Specifically, under its plans for “Transparency and Data Collection,” the order directs the attorney general and secretary of Homeland Security to collect data and issue biannual reports on “the number and types of acts of gender-based violence against women, including honor killings, in the United States by foreign nationals.” In other words, it directs the federal government to collect this data on all non-US citizens living in the United States. This mandate would apply to millions of people: not only refugees, but also those with visas and green cards. The executive order does not address how such data would be collected and how foreign nationals would be tracked — issues that should concern civil libertarians and those concerned with existing government domestic surveillance efforts.
Such monitoring could soon lead to the exclusion from the United States of individuals seeking refugee status or visas for work or university study based solely on their nationality. For example, based on this new reporting, if the federal government claimed that rates of gender-based violence were “high” among a specific foreign-born national group, that data could be used to restrict or deny this population entry to the United States. How such determinations might be made, and by whom, is not explained in the order; nor does it clarify why gender-based violence will be used as a litmus test, versus other behavior.
Here, the notion of foreigners as “outsiders” — with a suspect commitment to “American values” — is a crucial premise. The order assumes that many refugees and “foreign nationals” coming to the United States — especially from Muslim-majority countries — cannot be integrated into US society, given their existence as the cultural “other” (and their alleged dependence on public services and welfare).
Ann Corcoran, who runs the blog Refugee Resettlement Watch, suggests that US communities are “targeted” by the federal refugee resettlement program, while US immigration policy “has opened America’s doors to an alien culture.” Bannon has also emphasized nativism and sovereignty as core American values when discussing refugee resettlement. And Breitbart News has cited Corcoran and her organization in its anti-refugee (and anti-immigrant) diatribes. Such attacks fit neatly with the idea — articulated by Bannon and Trump — that large numbers of “native-born Americans” cannot find good jobs in part because of too many immigrants and refugees.

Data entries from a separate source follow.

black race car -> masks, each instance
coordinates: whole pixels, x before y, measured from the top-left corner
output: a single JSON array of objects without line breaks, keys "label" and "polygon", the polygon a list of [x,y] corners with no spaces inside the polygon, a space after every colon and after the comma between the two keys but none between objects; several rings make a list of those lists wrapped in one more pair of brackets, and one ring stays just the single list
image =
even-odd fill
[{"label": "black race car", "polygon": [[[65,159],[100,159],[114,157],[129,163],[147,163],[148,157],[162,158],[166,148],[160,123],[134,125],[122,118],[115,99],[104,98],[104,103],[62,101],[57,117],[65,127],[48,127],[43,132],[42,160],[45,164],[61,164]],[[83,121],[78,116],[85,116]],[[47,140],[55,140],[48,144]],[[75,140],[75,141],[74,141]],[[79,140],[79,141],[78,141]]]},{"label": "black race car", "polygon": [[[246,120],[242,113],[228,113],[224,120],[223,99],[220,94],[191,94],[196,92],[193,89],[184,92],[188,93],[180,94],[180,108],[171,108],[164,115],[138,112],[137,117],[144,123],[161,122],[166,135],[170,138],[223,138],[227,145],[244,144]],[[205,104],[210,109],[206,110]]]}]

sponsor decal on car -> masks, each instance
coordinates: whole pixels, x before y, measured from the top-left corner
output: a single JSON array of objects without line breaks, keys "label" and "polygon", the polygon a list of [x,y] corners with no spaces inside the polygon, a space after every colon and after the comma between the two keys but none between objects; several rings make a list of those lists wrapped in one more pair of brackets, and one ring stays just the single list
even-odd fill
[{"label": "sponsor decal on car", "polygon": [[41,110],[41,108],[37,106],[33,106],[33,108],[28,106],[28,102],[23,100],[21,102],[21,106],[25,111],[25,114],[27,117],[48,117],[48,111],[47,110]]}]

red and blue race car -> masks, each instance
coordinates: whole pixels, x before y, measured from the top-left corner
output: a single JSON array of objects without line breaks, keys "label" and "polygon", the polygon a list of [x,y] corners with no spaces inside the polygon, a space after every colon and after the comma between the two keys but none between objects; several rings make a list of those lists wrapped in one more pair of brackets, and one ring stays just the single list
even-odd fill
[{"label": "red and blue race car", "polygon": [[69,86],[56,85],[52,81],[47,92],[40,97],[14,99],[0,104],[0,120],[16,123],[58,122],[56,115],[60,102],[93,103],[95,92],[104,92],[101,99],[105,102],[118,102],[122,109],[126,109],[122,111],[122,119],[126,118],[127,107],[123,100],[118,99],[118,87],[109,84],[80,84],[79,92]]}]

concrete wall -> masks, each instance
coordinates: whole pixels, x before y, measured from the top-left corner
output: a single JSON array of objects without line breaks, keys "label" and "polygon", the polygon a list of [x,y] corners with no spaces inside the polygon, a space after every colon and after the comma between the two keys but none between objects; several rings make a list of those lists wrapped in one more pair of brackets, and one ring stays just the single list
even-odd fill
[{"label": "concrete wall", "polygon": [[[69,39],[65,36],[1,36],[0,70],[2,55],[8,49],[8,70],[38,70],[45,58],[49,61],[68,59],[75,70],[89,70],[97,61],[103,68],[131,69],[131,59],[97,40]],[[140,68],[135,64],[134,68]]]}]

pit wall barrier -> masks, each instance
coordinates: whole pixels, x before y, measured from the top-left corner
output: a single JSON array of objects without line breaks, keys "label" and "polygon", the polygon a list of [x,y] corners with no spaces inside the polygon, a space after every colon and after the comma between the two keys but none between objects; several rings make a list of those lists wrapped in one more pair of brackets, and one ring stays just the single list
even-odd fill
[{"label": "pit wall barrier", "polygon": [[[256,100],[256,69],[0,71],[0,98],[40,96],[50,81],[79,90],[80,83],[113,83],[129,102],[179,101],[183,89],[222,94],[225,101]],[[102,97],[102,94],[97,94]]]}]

In recent years, Congress has passed legislation limiting access to social services for immigrants with legal residence and work permits, and has also attempted to restrict refugee resettlement. The election of Donald Trump has brought anti-immigrant/anti-refugee views directly to the Oval Office. While key provisions of the executive order are not well defined, it represents a dramatic shift in decades of refugee policy and the values of the United States as a refuge.
Reaction to the most egregious aspects of Trump’s plan should not eclipse its hidden agenda, one that gives expression to exclusionary and nativist impulses. Turning away those fleeing persecution will exacerbate the challenges of conflict and globalization, undermine US security and weaken its standing in the world.